Pour Alan, le raisonnement mathématique s'appuie alors sur deux facultés de l'esprit qui se complètent l'une l'autre, l'intuition et l'inventivité. L'intuition émet des jugements spontanés, des jugements qui ne résultent aucunement d'un enchaînement délibéré de réflexions. Après coup seulement, la raison consciente se penche sur ces jugements spontanés pour vérifier leur justesse.
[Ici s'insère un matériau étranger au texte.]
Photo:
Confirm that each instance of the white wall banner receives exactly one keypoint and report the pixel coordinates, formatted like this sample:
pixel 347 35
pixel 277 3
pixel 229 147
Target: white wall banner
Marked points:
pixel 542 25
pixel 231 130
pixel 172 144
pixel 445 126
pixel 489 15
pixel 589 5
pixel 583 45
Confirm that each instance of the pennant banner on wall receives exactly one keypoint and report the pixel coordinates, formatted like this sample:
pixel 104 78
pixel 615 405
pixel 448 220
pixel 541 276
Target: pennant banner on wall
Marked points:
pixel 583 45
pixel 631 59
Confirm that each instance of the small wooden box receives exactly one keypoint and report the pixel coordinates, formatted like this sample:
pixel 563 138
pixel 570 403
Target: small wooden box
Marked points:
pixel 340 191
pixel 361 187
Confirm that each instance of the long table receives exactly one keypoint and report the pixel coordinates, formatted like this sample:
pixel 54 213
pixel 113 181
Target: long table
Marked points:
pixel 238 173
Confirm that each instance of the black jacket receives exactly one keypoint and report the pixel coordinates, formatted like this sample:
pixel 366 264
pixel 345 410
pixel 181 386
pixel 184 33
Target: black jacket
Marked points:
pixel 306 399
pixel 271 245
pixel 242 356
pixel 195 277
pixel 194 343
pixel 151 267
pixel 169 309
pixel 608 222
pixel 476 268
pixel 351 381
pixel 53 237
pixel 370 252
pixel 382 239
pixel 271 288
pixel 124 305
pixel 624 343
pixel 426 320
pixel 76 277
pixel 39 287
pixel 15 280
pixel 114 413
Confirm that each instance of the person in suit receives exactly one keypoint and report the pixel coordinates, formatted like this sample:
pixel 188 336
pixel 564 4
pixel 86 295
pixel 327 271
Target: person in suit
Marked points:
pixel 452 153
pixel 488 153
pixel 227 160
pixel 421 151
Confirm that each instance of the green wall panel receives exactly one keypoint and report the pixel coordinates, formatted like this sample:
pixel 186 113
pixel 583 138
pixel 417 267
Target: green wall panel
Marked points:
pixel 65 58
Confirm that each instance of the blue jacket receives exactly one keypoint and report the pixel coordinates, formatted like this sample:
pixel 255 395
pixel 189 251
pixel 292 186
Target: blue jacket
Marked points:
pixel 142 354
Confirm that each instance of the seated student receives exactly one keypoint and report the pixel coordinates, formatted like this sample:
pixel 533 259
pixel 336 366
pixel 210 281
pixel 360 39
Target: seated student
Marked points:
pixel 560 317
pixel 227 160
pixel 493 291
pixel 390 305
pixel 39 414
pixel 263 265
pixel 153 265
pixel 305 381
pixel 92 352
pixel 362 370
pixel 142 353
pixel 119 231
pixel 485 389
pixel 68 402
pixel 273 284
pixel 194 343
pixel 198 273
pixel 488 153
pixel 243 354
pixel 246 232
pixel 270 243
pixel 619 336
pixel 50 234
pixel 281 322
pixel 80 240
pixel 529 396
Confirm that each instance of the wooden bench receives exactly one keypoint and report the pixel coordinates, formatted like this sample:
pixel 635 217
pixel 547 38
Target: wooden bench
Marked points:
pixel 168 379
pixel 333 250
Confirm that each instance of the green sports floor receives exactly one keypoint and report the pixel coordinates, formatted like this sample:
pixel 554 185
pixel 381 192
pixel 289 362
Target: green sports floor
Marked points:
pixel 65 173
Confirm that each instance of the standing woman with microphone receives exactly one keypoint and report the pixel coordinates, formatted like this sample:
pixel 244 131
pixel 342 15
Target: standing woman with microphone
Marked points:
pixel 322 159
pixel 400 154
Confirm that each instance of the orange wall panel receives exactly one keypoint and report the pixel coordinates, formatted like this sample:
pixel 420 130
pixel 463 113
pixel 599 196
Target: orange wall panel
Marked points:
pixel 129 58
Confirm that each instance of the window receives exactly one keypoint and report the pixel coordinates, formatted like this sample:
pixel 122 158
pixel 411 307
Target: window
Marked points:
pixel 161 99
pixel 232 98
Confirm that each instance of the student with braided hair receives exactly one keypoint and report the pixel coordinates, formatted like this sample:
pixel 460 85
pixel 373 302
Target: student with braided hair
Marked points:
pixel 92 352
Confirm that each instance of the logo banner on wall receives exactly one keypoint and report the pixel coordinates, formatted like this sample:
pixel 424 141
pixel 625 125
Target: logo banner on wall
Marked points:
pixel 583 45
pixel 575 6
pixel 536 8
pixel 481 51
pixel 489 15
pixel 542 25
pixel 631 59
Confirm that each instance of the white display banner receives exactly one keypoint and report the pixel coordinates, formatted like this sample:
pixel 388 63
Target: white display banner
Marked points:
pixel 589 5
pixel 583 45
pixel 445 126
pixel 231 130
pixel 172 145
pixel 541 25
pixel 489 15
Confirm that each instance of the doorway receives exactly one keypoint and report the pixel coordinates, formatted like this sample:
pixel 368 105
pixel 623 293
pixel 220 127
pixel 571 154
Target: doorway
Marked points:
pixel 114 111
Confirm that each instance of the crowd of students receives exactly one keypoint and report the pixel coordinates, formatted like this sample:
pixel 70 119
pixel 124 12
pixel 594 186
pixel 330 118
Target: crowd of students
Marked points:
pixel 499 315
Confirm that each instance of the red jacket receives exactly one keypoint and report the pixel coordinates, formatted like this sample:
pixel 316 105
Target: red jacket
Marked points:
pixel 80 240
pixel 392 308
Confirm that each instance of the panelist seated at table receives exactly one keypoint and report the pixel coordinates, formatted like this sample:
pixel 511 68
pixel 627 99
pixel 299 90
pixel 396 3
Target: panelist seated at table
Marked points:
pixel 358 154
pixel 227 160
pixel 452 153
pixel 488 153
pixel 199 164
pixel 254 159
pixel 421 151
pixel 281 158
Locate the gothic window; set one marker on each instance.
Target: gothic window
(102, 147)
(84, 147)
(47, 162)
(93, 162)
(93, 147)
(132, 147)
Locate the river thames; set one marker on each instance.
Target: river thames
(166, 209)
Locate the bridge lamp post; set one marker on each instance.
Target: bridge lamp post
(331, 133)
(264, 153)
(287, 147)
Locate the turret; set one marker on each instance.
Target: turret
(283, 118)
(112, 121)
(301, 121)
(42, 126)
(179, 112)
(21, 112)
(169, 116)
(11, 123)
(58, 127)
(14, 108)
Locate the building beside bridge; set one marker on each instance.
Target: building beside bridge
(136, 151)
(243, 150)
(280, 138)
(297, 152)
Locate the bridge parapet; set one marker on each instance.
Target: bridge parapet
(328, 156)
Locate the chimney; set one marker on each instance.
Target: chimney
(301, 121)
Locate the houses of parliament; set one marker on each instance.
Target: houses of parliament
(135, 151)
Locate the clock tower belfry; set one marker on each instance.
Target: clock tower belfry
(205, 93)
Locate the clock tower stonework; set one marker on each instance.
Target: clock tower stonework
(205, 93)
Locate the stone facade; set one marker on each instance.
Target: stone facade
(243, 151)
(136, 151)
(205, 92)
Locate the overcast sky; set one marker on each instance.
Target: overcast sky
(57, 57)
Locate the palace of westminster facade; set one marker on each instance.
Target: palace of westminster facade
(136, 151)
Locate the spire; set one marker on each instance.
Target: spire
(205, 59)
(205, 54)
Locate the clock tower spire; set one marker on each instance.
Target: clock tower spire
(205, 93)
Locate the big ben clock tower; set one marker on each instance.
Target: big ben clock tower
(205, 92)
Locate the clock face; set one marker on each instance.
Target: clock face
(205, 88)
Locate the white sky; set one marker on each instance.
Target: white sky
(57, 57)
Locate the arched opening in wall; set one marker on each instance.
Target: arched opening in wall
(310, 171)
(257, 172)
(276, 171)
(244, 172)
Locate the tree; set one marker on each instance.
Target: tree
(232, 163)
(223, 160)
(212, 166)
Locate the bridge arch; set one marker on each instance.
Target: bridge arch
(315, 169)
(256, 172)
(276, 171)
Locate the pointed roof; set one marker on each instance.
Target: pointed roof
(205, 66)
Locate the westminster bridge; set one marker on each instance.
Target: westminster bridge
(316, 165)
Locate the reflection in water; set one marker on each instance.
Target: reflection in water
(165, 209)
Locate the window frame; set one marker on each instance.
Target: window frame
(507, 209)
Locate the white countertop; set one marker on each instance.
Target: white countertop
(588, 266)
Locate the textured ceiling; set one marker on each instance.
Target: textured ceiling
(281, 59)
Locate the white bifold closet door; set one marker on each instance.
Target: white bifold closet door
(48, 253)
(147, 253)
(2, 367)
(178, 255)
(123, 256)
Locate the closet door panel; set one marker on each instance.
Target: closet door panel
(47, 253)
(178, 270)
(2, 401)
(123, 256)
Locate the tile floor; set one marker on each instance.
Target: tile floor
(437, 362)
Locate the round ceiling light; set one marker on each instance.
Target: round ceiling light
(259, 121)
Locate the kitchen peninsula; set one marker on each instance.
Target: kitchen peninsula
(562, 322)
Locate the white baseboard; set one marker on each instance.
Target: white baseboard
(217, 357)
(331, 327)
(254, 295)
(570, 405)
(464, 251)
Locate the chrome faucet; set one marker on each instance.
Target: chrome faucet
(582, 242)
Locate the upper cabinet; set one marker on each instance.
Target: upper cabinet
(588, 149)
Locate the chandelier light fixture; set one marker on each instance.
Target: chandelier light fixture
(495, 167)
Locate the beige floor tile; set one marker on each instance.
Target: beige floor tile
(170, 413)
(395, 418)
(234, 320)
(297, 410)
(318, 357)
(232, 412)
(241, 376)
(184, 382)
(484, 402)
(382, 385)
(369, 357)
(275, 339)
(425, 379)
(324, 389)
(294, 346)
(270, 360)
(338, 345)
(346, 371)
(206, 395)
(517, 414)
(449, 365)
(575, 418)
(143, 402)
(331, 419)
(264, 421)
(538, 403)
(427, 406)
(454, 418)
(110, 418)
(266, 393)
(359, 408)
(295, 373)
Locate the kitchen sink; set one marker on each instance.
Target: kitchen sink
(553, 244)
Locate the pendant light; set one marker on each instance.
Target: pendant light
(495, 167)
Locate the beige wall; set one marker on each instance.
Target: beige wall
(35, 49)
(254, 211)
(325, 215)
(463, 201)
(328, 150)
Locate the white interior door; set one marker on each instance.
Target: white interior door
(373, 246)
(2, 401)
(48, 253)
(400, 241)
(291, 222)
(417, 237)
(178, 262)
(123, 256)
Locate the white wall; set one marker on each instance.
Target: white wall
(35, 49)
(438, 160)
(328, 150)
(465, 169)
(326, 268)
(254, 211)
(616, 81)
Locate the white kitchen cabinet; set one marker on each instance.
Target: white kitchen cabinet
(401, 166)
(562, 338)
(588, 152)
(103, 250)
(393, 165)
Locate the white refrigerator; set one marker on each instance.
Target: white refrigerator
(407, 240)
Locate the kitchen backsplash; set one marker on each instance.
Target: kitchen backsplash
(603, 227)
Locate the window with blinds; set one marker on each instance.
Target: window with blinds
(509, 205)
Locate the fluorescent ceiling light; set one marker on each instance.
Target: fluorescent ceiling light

Cette méthode de travail s'apparente, même si le texte ne le précise pas en toutes lettres, à celle des artistes et des écrivains. On effleure ici une idée très ancienne, reprise d'un siècle à l'autre, voulant que l'imagination poétique et la rêverie mathématique se déploient dans les mêmes aires de la pensée.
Ses nouvelles recherches le réchauffent, il est content surtout de renouer avec la beauté et la logique formelles à l'oeuvre dans les manifestations les plus humbles du vivant. Comme toujours, les mathématiques l'apaisent quand elles lui permettent de s'approcher du mécanisme secret des choses.
Rien n'oblige un mathématicien à n'être qu'un cerveau purement rationnel. Il arrive fréquemment qu'un souci esthétique plus ou moins conscient agisse sur sa manière d'envisager un problème.
Rien ne lui plaît davantage que de prêter attention au réel tel qu'il se présente, avant que les mots et la pensée se mettent à l'altérer.